Flowers: ‘I can’t do four more years of fighting’

Community activist kicks off mayoral bid, says he wants to bring justice back to City Hall

Al Flowers has been a regular fixture at public hearings and local government meetings, frequently speaking out — often loudly — about what he calls injustices at City Hall. In the past month, he decided that he’s done with that.

“I can’t do four more years of fighting this administration Downtown,” Flowers said.
Instead, he wants to create change by becoming the administration.

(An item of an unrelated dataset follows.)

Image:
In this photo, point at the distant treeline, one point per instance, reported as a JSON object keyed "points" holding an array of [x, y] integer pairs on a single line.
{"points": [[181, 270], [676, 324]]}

Flowers this morning announced a bid for mayor of Minneapolis in front of about two dozen family members and friends at Kenny Park.

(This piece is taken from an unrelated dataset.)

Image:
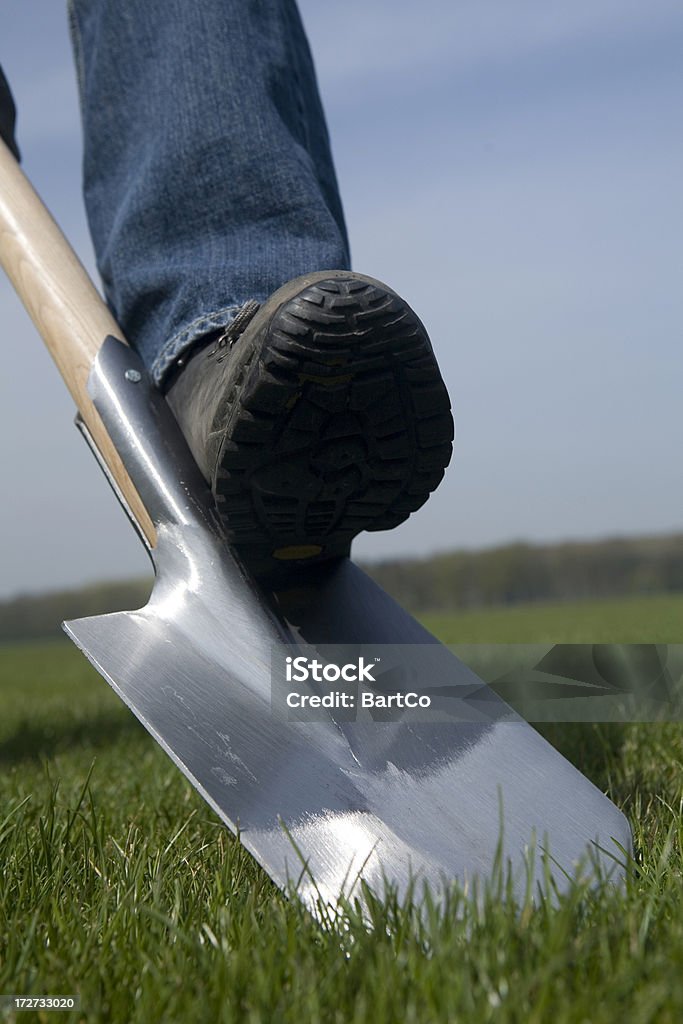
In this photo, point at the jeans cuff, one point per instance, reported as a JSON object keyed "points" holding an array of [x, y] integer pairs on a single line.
{"points": [[186, 338]]}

“The sun is shining just a little bit brighter in Minneapolis this morning because help is on the way,” he said.

The owner of Central neighborhood-based Best Reflections Daycare, Flowers said he wants to train Minneapolis residents for jobs at local businesses and remove an “us vs. them” mentality between the community and the police. If he were elected, he said he would remove both the current police chief and director of the Department of Community Planning and Development, Tim Dolan and Mike Christenson, respectively. He supports the expansion of light rail, reducing public transit fares and increasing outreach to low-income communities.

Currently, he said, his biggest issues are with the handling of the Minneapolis Empowerment Zone, part of a federal program to create sustainable communities that runs through the end of this year. He questioned how millions of dollars were spent, whether it did any good and whether residents have been kept appropriately informed.

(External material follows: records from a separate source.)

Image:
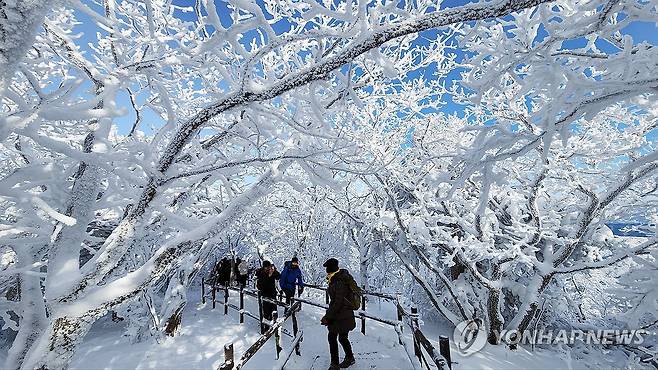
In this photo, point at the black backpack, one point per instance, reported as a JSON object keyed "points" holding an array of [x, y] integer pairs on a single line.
{"points": [[357, 294]]}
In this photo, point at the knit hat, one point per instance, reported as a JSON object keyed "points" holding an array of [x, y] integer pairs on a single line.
{"points": [[331, 264]]}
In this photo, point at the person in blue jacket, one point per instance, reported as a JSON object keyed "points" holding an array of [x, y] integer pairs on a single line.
{"points": [[291, 277]]}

“I think I’ll be a great mayor,” he said, “because I’ll bring truth to the people.”

But Flowers isn’t running only for those causes. He’s also entered the political fray to provide a challenger to Mayor R.T. Rybak, who is seeking a third term.

Flowers doesn’t see eye to eye with many of Rybak’s policies, and he repeatedly said the only way for people to get a chance to see Rybak defend himself would be for someone to directly question him on the campaign trail.

Flowers isn’t Rybak’s only challenger. South Minneapolis’ Dick Franson and Whittier’s John Charles Wilson are also in the race, while Bob Miller, director of the Neighborhood Revitalization Program, has indefinitely suspended his campaign. But Flowers likely will be one of the more — if not the most — outspoken critics.

He said President Barack Obama would be embarrassed by some of what’s happened in Minneapolis during Rybak’s eight years as mayor, directly attacking the mayor’s close affiliation with the new president.

“This run for mayor will let Obama know, let the Justice Department know, [that] we can’t be a separated city anymore,” Flowers said.
Betty Ellison-Harpole, who called herself part of Flowers’ support structure, said he would be a mayor with an open mind.

“He cares,” she said. “He’s honest. And he’s passionate about the people and the needs of the people.”
Flowers, a resident of the Kenny neighborhood, is married and has five children. Along with running Best Reflections, he also has a show on public access television.